UNIAN is a well-established Ukrainian independent news agency founded in 1993, providing comprehensive news coverage on politics, economy, society, and world events. The website targets a broad audience interested in Ukrainian and international news, offering content in multiple languages and maintaining a strong presence across major social media platforms. The business model revolves around news reporting, advertising, subscriptions, and media services such as image banks and monitoring. Technically, the website employs modern web technologies including JavaScript frameworks, Google Tag Manager, Matomo and Gemius analytics, and header bidding for advertising. The site is mobile-optimized, SEO-friendly, and performs moderately well. Security best practices are implemented with HTTPS, security headers, and secure forms, although explicit security policies and incident response contacts are not published. The security posture is solid with no visible vulnerabilities or exposed sensitive data. Privacy compliance is good, with clear privacy and cookie policies and consent mechanisms in place. WHOIS data is unavailable or malformed, likely due to privacy protection, but this is common for media organizations and does not detract from the site's legitimacy. Overall, UNIAN presents a professional, trustworthy, and content-rich platform with a strong market position in Ukrainian media. Strategic recommendations include publishing a dedicated security policy, incident response information, and vulnerability disclosure to enhance transparency and trust.

1

1+1 video: Популярні серіали, шоу та ТВ онлайн

1plus1.video

60

1+1 video is a Ukrainian online media streaming platform offering popular TV shows, series, movies, cartoons, and live TV channels such as 1+1, 2+2, TET, and others. It serves a broad general audience interested in Ukrainian and international entertainment content. The platform is well-branded and integrates multiple popular TV channels, positioning itself as a leading video archive and streaming service in Ukraine. Technically, the website uses modern JavaScript frameworks, Google Analytics, Facebook Pixel, and a consent management platform to handle cookies and user tracking. The site is mobile-optimized with good SEO and user experience. Security posture is adequate with HTTPS enforced and cookie consent implemented, but lacks some security headers and explicit privacy and terms of service documentation. WHOIS data is privacy protected, which is common for media platforms, and no suspicious patterns were detected. Overall, the site is professional and trustworthy but could improve transparency and security practices.

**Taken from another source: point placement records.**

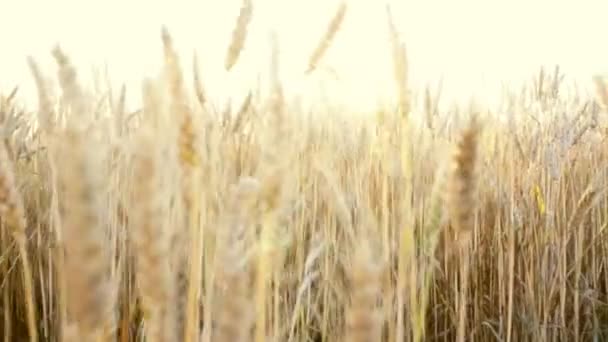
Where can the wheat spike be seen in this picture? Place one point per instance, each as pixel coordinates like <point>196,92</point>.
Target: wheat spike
<point>462,182</point>
<point>325,42</point>
<point>150,240</point>
<point>12,213</point>
<point>87,259</point>
<point>239,34</point>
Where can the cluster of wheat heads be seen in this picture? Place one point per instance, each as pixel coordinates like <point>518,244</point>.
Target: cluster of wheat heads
<point>180,223</point>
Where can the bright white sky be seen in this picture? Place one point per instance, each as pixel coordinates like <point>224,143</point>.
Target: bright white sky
<point>474,44</point>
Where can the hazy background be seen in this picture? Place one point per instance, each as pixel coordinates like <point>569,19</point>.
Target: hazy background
<point>475,45</point>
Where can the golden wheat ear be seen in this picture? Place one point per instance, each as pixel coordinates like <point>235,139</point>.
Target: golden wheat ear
<point>150,239</point>
<point>13,216</point>
<point>239,35</point>
<point>89,299</point>
<point>462,182</point>
<point>326,40</point>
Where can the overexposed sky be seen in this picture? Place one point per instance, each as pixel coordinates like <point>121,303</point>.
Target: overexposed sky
<point>473,44</point>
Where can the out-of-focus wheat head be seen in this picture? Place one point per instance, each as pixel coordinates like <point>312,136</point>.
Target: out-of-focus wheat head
<point>400,71</point>
<point>326,40</point>
<point>151,239</point>
<point>13,217</point>
<point>233,307</point>
<point>461,185</point>
<point>239,34</point>
<point>89,295</point>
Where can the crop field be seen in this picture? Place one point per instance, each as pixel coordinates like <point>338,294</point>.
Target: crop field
<point>265,221</point>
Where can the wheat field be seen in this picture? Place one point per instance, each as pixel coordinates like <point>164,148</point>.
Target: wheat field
<point>265,222</point>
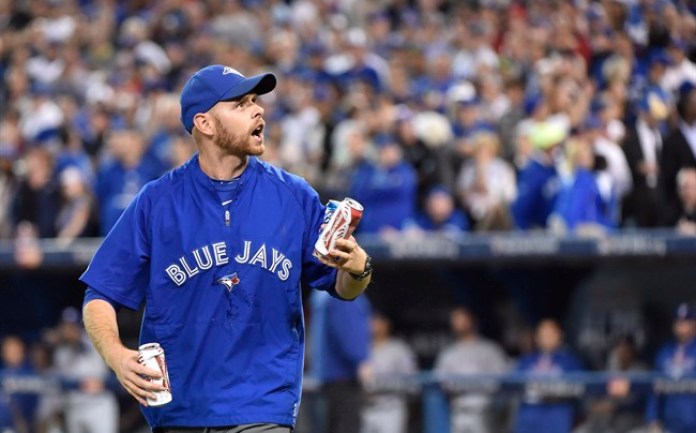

The analyzed content corresponds to an internal Chrome browser error page (chrome-error://chromewebdata/) rather than an externally hosted website. This page is displayed when the browser cannot load a requested webpage, showing a default offline or error interface including the Chrome dinosaur game. Consequently, there is no actual business or organizational content, no contact or policy information, and no external links or social media references. The technical infrastructure is limited to embedded Chromium UI scripts and styles, with no hosting or CMS details applicable. Security posture is minimal due to the nature of the page being a local browser resource rather than a public website. Overall, this content does not represent a legitimate business website and cannot be evaluated for compliance, security, or business credibility.